As receitas de vendas de máquinas no mercado doméstico vêm desde o ano de 2022 registrando retração continuamente. Em 2022 a queda foi de 6,9%, em 2023 de
15,4% e em 2024, o primeiro bimestre do ano registrou queda de 18% em relação ao mesmo período de 2023 que já tinha sido baixo. Com esse resultado, as receitas de vendas no mercado interno retornaram ao nível da crise fiscal de 2016 – 2017. As exportações também apresentaram impacto negativo no resultado das receitas.

Exportação

O mês de fevereiro de 2024 encerrou com um total de US$ 829 milhões em exportações de máquinas e equipamentos nacionais. Esse resultado veio abaixo 21,4%
do observado no mês de janeiro de 2024 (US$ 1 bi). O ano de 2023 foi marcado pelo desempenho histórico das exportações. No período o setor exportou quase US$ 14 bilhões em máquinas, superando o seu recorde histórico que ocorreu em 2012. Naquele ano, em média a indústria de máquinas exportou US$ 1,16 bi ao mês, porém o patamar registrado neste início de ano de 2024 está levemente inferior.
As exportações medidas em quantidades físicas também registraram queda neste início de ano. Em relação ao mês de fevereiro de 2023 a queda foi de 24,9% e em relação a janeiro de 24, de 24,3%

Importação

O mês de fevereiro de 2024 registrou contração nas importações de máquinas e equipamentos, em relação ao mês imediatamente anterior (-7,2%), já em relação ao mesmo mês do ano anterior (12,4%). No mês foram importados US$ 2,1 bilhões em máquinas e equipamentos contra US$ 2,3 bi em janeiro de 2023. No mês de fevereiro de 2023 as importações foram de US$ 1,9 bilhões. No período também houve queda das importações medidas em quantidade física. Em relação ao mês de janeiro de 23 a queda foi de -8,5%, mas em relação a fevereiro de 2023 houve crescimento de 12,9%.

O crescimento das importações no acumulado do ano ocorreram a despeito da queda no consumo de máquinas consumidas no Brasil, a partir, portanto, do deslocamento da produção nacional.

Consumo aparente

O consumo aparente nacional de máquinas e equipamentos, resultado da soma da aquisição de bens produzidos localmente com os importados, no mês de fevereiro registrou alta na comparação com o mês de janeiro de 2024 (9,2%) (com ajuste sazonal); já em relação a fevereiro de 2023 caiu 4,5%. Na comparação com janeiro-fevereiro de 2023 a queda foi de 10,9%, atingindo R$ 49,2 bilhões no acumulado do ano.
A desaceleração da atividade nos diversos setores da economia vem impactando negativamente as decisões de investimentos no país desde o ano de 2022 e a falta de competitividade da indústria local subtrai o mercado consumidor que já é pequeno, dando espaço ao bem importado.
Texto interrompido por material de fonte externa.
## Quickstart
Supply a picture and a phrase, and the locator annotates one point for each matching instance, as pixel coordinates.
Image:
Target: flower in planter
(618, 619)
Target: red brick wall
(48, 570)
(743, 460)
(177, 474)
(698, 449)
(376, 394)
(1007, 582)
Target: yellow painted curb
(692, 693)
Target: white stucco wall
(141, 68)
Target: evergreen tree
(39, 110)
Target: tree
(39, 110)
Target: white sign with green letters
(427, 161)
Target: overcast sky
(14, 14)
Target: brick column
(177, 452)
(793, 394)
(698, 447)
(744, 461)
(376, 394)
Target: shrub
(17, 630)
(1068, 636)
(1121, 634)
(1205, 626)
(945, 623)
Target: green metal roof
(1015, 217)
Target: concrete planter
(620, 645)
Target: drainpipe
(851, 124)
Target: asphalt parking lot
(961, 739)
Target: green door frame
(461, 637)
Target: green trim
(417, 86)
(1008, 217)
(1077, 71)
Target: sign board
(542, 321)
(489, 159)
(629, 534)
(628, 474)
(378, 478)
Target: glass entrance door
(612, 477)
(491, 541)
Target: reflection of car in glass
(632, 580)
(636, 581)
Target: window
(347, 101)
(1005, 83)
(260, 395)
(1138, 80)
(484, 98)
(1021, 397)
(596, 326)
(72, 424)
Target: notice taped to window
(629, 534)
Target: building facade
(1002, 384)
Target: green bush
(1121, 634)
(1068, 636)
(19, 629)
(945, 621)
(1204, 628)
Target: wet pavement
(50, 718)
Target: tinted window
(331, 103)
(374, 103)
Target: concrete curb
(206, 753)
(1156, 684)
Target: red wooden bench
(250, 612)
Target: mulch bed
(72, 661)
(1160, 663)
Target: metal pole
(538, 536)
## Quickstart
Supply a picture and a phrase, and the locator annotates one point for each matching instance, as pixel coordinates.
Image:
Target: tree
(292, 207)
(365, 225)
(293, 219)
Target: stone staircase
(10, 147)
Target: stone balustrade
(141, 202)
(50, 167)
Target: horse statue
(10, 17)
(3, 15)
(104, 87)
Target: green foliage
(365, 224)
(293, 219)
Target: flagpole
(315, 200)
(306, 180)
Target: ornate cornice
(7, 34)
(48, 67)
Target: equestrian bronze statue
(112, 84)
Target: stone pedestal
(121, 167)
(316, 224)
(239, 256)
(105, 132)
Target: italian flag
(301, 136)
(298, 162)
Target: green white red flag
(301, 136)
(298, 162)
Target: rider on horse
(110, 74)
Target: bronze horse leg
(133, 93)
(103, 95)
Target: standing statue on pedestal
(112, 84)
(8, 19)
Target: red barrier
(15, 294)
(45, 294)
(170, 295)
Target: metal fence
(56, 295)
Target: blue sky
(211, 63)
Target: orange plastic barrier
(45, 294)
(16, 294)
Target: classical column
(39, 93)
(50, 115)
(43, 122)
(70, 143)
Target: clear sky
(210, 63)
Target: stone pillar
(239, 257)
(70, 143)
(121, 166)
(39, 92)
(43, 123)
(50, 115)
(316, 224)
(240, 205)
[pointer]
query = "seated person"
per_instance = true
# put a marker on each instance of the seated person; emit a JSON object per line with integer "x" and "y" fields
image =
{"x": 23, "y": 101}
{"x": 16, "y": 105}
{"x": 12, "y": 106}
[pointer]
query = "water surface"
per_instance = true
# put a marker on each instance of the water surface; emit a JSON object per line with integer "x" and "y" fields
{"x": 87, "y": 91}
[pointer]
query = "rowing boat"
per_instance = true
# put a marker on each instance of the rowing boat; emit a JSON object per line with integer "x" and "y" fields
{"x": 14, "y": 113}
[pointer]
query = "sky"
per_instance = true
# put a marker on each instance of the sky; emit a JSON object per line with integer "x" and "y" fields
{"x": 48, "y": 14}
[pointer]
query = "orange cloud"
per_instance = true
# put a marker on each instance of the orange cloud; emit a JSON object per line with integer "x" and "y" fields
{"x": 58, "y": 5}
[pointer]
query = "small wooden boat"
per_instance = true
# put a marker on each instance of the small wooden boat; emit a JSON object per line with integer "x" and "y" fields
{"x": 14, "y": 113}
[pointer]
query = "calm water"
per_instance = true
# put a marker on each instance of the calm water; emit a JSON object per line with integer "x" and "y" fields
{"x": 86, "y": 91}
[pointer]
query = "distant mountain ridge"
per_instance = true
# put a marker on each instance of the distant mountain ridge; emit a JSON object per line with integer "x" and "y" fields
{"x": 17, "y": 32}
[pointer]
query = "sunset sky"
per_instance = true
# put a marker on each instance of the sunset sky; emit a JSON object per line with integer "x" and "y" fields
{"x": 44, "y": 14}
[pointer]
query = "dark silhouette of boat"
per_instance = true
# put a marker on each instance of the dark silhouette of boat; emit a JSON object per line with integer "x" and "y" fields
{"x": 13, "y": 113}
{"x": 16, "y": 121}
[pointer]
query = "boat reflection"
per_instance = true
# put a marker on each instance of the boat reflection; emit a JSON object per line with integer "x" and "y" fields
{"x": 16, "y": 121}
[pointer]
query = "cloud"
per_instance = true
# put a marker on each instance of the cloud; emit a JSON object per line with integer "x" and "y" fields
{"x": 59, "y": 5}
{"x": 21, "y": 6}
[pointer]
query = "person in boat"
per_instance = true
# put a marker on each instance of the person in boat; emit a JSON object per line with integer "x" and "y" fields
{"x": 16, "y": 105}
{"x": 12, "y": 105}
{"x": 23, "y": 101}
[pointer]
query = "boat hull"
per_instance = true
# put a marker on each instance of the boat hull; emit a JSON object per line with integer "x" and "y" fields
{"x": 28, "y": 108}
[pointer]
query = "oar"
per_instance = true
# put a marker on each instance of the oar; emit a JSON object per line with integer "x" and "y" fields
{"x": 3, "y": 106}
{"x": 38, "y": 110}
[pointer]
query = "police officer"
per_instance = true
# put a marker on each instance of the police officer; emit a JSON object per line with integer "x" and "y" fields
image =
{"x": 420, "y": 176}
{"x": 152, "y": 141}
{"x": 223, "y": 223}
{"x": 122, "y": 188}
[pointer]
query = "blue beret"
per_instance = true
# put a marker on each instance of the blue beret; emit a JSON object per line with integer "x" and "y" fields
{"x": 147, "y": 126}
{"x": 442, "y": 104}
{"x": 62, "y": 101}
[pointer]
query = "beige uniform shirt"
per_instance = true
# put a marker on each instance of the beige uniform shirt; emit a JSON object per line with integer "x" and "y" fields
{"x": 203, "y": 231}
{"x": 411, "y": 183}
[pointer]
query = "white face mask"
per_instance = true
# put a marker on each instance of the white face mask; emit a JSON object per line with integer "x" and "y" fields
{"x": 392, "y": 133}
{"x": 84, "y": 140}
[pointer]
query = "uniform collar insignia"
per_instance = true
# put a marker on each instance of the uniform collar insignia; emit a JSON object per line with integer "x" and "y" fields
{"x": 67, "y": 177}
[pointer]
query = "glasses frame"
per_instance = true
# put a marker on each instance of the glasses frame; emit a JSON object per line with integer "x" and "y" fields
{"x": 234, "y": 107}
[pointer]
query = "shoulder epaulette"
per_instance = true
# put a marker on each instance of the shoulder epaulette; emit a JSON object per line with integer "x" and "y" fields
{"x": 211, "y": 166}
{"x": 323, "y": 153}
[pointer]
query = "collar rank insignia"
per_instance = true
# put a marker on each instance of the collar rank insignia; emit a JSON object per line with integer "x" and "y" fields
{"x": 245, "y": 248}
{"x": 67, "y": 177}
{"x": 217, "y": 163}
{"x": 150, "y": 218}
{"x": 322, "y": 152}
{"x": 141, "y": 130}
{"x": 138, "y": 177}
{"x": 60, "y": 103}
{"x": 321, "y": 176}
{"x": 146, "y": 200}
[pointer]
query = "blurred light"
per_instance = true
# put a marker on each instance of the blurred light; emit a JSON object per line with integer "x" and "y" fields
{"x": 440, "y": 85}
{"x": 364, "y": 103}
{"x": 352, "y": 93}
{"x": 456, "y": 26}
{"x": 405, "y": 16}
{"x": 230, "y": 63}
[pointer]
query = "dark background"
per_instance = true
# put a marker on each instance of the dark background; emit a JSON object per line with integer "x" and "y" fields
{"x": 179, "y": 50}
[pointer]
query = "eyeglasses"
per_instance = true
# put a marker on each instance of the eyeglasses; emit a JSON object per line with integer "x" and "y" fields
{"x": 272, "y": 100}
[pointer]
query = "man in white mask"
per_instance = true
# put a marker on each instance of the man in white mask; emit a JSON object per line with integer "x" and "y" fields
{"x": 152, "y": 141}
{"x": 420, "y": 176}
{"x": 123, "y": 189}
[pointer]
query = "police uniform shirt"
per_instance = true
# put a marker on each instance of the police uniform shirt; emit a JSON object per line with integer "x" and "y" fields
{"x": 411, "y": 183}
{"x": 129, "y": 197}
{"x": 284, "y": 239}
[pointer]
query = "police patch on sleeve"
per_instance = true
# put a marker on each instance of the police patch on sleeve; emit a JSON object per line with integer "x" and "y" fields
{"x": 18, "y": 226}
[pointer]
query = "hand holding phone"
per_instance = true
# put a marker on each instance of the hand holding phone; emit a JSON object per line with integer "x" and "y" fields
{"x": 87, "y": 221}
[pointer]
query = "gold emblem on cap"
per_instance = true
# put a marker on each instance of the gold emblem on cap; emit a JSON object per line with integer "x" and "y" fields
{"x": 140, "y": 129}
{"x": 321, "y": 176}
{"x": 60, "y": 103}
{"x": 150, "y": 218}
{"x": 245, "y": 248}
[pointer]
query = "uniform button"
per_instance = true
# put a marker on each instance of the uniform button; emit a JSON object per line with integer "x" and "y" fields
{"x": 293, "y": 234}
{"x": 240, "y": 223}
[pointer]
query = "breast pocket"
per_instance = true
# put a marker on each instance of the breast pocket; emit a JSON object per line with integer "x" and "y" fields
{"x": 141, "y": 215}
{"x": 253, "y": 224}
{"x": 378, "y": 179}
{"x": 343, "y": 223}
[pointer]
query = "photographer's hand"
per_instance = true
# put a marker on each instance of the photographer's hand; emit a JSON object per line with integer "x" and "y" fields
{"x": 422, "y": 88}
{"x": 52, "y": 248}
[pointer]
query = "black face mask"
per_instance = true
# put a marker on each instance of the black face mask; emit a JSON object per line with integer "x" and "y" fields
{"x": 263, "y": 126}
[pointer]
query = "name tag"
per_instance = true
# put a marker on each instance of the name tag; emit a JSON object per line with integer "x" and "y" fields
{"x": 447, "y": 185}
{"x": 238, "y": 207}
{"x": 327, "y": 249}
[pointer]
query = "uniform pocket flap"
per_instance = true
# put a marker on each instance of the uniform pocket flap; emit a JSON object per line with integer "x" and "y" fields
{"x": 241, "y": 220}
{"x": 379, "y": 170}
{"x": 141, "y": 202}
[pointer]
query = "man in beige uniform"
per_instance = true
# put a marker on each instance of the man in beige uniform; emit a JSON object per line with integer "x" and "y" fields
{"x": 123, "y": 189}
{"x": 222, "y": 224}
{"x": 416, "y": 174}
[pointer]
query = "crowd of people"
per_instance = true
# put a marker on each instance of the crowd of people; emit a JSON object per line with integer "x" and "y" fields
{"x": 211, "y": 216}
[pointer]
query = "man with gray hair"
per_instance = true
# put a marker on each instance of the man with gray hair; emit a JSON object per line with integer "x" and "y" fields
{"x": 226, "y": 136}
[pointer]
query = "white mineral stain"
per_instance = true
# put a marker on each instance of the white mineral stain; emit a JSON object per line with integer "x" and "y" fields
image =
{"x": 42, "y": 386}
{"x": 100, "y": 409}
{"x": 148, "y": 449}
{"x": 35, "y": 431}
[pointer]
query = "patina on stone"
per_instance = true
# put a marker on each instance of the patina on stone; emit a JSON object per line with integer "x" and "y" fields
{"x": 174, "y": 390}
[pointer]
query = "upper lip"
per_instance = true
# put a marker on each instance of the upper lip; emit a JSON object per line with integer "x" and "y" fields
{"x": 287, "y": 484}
No primeiro bimestre de 2024 apenas 53,7% das aquisições foram de máquinas produzidas localmente.

Capacidade instalada

O nível de utilização da capacidade instalada da indústria brasileira de Máquinas e Equipamentos subiu para 71,4% no mês de fevereiro, mas ainda se encontra 7,7% abaixo do nível observado no final no mesmo mês de 2023 (77,4%). Em média, no período o setor operou com 2 turnos. Nos últimos 12 meses ano o setor atuou em média com 74,8% da sua capacidade instalada.

A carteira média de pedidos, medida em semana para o seu atendimento, durante o mês fevereiro estabilizou em 9,4. Dentre os setores fabricantes, os que estão com carteira baixa são os que produzem máquinas destinadas a indústria, para agricultura e para construção civil.

Emprego

O mês de fevereiro de 2024 encerrou com leve queda da mão de obra (-0,4%), contudo o quadro geral e de leve estabilidade, no atual patamar. O setor continua com um pouco mais de 10 mil pessoas a menos no quadro de pessoal quando comparado com o mês de setembro de 2022, período que registrou número recorde de pessoas empregadas. Em relação ao mesmo mês do ano passado o setor encolheu 1,7% a sua força de trabalho.

Os setores que registraram os maiores cortes no nível de pessoas empregadas, foram os mais afetados pela piora na receita de vendas já em 2023: os fabricantes de máquinas agrícolas e de máquinas para a indústria de transformação.